Llegó a una encrucijada de cinco pasadizos y se agachó, pero no vio ninguna semilla. Sin embargo, sí vio un charquito reluciente y aromático de pis de toro, y de repente se le ocurrió una idea terriblemente plausible. ¿Y si había dejado una semilla en aquel lugar? No recordaba haber dejado ninguna, pero tampoco recordaba no haberla dejado. ¿Y si había dejado una y el toro la había recogido con el casco mientras atravesaba la encrucijada con la cabeza gacha, los cuernos cortos y afilados surcando el aire, rociando pis mientras galopaba?

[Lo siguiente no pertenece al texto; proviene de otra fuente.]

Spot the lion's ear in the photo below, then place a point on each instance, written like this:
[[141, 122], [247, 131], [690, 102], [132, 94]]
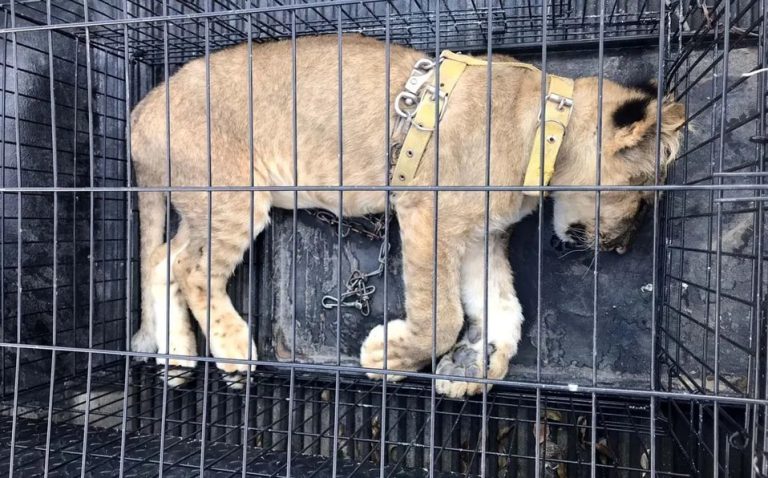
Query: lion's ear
[[634, 122], [672, 116]]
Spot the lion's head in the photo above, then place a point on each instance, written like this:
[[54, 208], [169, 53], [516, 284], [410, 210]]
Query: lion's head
[[629, 145]]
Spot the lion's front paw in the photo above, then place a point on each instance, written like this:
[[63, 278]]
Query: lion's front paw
[[466, 360], [402, 352], [180, 370], [143, 341], [232, 339]]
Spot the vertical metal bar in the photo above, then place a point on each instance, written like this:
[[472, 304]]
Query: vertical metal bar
[[248, 372], [19, 232], [388, 165], [209, 197], [540, 233], [435, 247], [759, 325], [719, 243], [91, 239], [75, 126], [340, 140], [598, 182], [486, 233], [54, 298], [654, 257], [3, 197], [128, 237], [294, 244], [166, 364]]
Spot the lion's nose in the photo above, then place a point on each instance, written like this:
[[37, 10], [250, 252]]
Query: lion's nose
[[561, 246]]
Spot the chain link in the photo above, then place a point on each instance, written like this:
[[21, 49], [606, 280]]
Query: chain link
[[358, 293]]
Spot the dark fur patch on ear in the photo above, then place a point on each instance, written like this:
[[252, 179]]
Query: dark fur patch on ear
[[630, 112]]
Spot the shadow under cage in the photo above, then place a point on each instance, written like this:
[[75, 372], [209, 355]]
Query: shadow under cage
[[648, 364]]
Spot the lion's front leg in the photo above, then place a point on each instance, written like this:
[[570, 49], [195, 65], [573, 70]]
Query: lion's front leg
[[504, 320], [409, 342]]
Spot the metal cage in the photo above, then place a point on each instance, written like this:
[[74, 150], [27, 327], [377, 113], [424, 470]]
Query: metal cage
[[652, 364]]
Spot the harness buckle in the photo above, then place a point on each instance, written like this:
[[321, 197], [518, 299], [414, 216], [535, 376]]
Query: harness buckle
[[562, 101]]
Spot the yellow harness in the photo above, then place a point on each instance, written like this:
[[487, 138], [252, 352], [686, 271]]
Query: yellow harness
[[419, 103]]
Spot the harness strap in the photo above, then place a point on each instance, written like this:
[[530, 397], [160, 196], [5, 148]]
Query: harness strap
[[559, 104], [423, 121], [557, 114]]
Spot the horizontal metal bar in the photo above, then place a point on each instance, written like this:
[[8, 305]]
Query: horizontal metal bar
[[441, 188], [742, 199], [184, 16], [571, 388]]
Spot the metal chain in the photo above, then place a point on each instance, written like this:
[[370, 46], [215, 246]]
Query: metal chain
[[358, 293]]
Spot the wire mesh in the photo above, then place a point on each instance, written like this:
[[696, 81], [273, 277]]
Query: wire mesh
[[75, 400]]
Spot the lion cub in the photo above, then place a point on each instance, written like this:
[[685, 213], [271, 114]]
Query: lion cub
[[209, 137]]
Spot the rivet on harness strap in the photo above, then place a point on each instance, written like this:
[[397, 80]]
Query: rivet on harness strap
[[417, 110]]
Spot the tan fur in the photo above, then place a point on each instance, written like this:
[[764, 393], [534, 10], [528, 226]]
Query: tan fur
[[515, 101]]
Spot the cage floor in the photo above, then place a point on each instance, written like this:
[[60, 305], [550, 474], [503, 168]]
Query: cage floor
[[202, 422]]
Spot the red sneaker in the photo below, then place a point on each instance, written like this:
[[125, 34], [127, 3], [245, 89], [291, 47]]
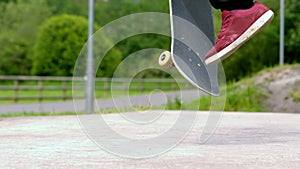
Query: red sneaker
[[238, 26]]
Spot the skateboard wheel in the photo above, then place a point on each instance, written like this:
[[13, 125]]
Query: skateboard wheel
[[165, 60]]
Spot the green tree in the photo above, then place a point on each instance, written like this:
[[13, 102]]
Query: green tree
[[59, 44], [19, 25]]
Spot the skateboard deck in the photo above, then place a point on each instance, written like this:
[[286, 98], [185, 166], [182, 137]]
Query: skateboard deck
[[192, 37]]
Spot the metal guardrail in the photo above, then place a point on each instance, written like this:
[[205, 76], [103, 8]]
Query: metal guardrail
[[12, 88]]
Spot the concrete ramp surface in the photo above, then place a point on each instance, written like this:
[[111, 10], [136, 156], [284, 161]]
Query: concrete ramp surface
[[242, 140]]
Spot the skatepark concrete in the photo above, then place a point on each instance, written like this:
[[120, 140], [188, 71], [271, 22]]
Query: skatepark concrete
[[242, 140]]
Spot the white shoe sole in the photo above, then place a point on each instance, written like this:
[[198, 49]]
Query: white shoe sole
[[256, 27]]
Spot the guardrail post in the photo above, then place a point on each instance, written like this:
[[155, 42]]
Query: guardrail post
[[40, 88], [16, 91], [64, 90]]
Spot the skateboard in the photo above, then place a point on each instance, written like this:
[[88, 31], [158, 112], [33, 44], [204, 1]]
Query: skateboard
[[192, 36]]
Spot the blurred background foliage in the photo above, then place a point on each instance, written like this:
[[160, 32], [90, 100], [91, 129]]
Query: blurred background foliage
[[44, 37]]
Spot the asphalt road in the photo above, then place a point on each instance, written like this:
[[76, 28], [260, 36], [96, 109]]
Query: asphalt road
[[242, 140]]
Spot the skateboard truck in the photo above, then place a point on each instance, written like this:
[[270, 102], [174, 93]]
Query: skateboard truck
[[165, 59]]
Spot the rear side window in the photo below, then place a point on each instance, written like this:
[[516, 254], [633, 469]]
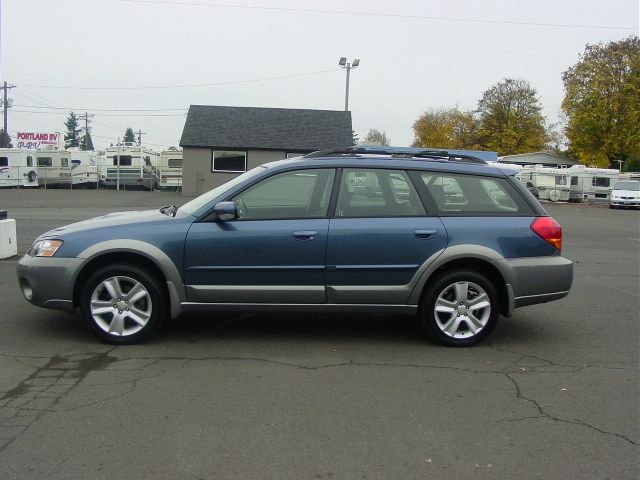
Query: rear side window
[[377, 193], [454, 194]]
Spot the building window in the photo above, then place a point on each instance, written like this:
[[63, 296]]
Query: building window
[[125, 160], [228, 161]]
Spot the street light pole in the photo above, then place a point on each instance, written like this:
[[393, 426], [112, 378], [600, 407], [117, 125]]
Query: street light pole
[[118, 164], [348, 66]]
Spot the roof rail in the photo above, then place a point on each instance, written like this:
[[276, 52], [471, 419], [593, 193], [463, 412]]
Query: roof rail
[[397, 152]]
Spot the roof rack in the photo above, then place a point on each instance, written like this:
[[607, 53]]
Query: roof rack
[[398, 152]]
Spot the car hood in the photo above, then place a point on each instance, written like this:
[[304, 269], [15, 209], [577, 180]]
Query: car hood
[[625, 193], [109, 220]]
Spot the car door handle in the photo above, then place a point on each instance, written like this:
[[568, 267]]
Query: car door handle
[[425, 234], [305, 235]]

No puedes pensar en eso, Rosie… Sea plausible o no, no puedes pensar en ello. Te quedarás paralizada, y el toro acabará por mataros a las dos.

Atravesó la encrucijada sujetando el cuello de la niña con una mano para que la cabeza no le oscilara. El pasadizo continuaba en línea recta unos veinte metros, describía un ángulo recto y luego proseguía otros veinte metros hasta una intersección en forma de T. Se dirigió hacia allí, repitiéndose que no debía perder los nervios si no encontraba ninguna semilla. En tal caso se limitaría a retroceder hasta la encrucijada de cinco pasadizos y tomaría otro, coser y cantar, más fácil imposible, estaba chupado… si lograba no perder los nervios, claro está. En el momento en que se estaba preparando para asimilar aquel pensamiento, una voz desconocida y asustada gimió desde lo más profundo de su mente: Te has perdido, eso es lo que has conseguido por abandonar a tu marido, eso es lo que pasa, te pierdes en un laberinto y juegas al gato y al ratón en la oscuridad con un toro, haces recados para mujeres chifladas… Eso es lo que les pasa a las esposas malas, a las mujeres que no saben quedarse en su lugar. Se pierden en la oscuridad…

Vio la semilla, con la punta afilada señalando claramente hacia el brazo derecho de la encrucijada, y sollozó aliviada. Besó a la niña en la mejilla y comprobó que se había dormido otra vez.